University of Washington, Seattle, Washington 98105, United States.
Thermo Fisher Scientific, San Jose, California 95134, United States.
J Proteome Res. 2023 Sep 1;22(9):2836-2846. doi: 10.1021/acs.jproteome.3c00085. Epub 2023 Aug 9.
Sample multiplexed quantitative proteomics assays have proved to be a highly versatile means to assay molecular phenotypes. Yet, stochastic precursor selection and precursor coisolation can dramatically reduce the efficiency of data acquisition and quantitative accuracy. To address this, intelligent data acquisition (IDA) strategies have recently been developed to improve instrument efficiency and quantitative accuracy for both discovery and targeted methods. Toward this end, we sought to develop and implement a new real-time spectral library searching (RTLS) workflow that could enable intelligent scan triggering and peak selection within milliseconds of scan acquisition. To ensure ease of use and general applicability, we built an application to read in diverse spectral libraries and file types from both empirical and predicted spectral libraries. We demonstrate that RTLS methods enable improved quantitation of multiplexed samples, particularly with consideration for quantitation from chimeric fragment spectra. We used RTLS to profile proteome responses to small molecule perturbations and were able to quantify up to 15% more significantly regulated proteins in half the gradient time compared to traditional methods. Taken together, the development of RTLS expands the IDA toolbox to improve instrument efficiency and quantitative accuracy for sample multiplexed analyses.
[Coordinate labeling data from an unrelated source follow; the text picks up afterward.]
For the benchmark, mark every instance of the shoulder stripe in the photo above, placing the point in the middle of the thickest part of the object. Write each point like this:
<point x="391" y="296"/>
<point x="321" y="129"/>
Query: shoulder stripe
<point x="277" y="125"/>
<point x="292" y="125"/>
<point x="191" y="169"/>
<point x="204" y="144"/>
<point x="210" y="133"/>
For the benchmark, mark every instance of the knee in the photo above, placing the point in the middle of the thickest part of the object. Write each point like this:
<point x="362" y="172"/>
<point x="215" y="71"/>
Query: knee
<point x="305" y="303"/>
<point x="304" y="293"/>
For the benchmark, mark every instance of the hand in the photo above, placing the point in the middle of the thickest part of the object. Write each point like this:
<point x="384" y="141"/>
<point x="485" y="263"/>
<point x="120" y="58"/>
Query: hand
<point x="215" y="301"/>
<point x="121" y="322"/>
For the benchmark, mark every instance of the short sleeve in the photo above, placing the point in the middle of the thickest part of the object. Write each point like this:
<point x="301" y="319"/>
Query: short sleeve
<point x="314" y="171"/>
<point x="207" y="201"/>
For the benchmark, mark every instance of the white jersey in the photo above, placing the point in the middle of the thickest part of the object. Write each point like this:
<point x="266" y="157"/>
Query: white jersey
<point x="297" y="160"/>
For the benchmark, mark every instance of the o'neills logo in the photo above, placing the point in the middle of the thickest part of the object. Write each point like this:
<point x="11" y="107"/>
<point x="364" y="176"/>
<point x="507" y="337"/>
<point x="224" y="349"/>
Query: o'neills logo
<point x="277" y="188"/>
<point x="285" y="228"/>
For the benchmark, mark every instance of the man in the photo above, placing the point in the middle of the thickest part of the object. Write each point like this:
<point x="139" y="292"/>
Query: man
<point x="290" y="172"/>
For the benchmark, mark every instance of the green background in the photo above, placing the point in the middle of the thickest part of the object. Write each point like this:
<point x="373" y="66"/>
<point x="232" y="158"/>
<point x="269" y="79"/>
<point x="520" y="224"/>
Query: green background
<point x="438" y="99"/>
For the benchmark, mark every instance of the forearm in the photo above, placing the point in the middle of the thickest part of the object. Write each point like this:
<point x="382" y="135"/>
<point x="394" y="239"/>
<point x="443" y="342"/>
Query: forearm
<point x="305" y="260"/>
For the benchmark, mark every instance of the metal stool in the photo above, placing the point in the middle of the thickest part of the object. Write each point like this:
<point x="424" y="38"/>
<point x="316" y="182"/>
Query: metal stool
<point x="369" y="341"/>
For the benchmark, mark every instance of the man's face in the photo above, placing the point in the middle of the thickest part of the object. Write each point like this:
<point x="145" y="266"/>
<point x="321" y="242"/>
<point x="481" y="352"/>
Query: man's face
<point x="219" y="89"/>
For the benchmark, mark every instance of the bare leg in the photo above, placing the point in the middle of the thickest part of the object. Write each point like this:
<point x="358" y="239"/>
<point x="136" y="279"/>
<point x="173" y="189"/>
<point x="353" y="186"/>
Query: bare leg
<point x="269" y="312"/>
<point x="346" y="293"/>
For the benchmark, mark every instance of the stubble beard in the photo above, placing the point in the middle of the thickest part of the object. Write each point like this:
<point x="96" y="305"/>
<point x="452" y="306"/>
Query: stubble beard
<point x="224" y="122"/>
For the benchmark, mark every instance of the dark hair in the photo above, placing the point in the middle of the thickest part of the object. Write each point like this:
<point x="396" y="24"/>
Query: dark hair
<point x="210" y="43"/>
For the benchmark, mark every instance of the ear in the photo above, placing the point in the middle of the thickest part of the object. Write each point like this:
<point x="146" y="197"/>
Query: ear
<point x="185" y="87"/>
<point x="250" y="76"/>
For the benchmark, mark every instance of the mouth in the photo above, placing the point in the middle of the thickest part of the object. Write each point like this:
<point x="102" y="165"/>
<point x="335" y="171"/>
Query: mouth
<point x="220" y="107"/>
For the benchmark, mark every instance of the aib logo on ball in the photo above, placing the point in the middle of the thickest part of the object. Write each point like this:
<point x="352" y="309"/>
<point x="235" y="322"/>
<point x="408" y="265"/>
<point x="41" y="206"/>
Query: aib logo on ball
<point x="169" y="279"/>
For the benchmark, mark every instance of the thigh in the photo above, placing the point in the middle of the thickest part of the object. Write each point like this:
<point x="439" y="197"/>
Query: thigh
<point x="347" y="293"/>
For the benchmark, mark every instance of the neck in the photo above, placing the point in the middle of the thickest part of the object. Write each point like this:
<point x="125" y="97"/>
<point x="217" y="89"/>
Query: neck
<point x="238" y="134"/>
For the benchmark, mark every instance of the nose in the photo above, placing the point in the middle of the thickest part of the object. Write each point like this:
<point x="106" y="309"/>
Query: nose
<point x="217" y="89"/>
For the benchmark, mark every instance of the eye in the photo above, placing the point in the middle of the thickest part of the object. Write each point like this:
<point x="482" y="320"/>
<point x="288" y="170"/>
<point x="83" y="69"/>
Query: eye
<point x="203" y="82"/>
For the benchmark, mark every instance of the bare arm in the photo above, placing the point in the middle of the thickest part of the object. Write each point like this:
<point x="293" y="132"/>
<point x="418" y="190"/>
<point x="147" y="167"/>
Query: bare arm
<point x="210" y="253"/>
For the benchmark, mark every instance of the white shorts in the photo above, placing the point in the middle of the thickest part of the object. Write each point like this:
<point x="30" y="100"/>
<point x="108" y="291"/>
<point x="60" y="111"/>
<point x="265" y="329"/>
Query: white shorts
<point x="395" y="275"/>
样本多重定量蛋白质组学分析已被证明是一种非常通用的方法,可以检测分子表型。然而,随机前体选择和前体共分离会显著降低数据采集效率和定量准确性。为了解决这个问题,最近开发了智能数据采集 (IDA) 策略,以提高发现和靶向方法的仪器效率和定量准确性。为此,我们试图开发和实施一种新的实时谱库搜索 (RTLS) 工作流程,该流程可以在扫描采集后的几毫秒内实现智能扫描触发和峰选择。为了确保易用性和通用性,我们构建了一个应用程序,可以读取来自经验和预测谱库的各种谱库和文件类型。我们证明 RTLS 方法可以提高多重样本的定量准确性,特别是考虑到对嵌合片段谱的定量。我们使用 RTLS 来分析小分子扰动对蛋白质组的影响,与传统方法相比,在一半的梯度时间内能够定量多达 15%更多的显著调节蛋白。总之,RTLS 的开发扩展了 IDA 工具包,以提高样品多重分析的仪器效率和定量准确性。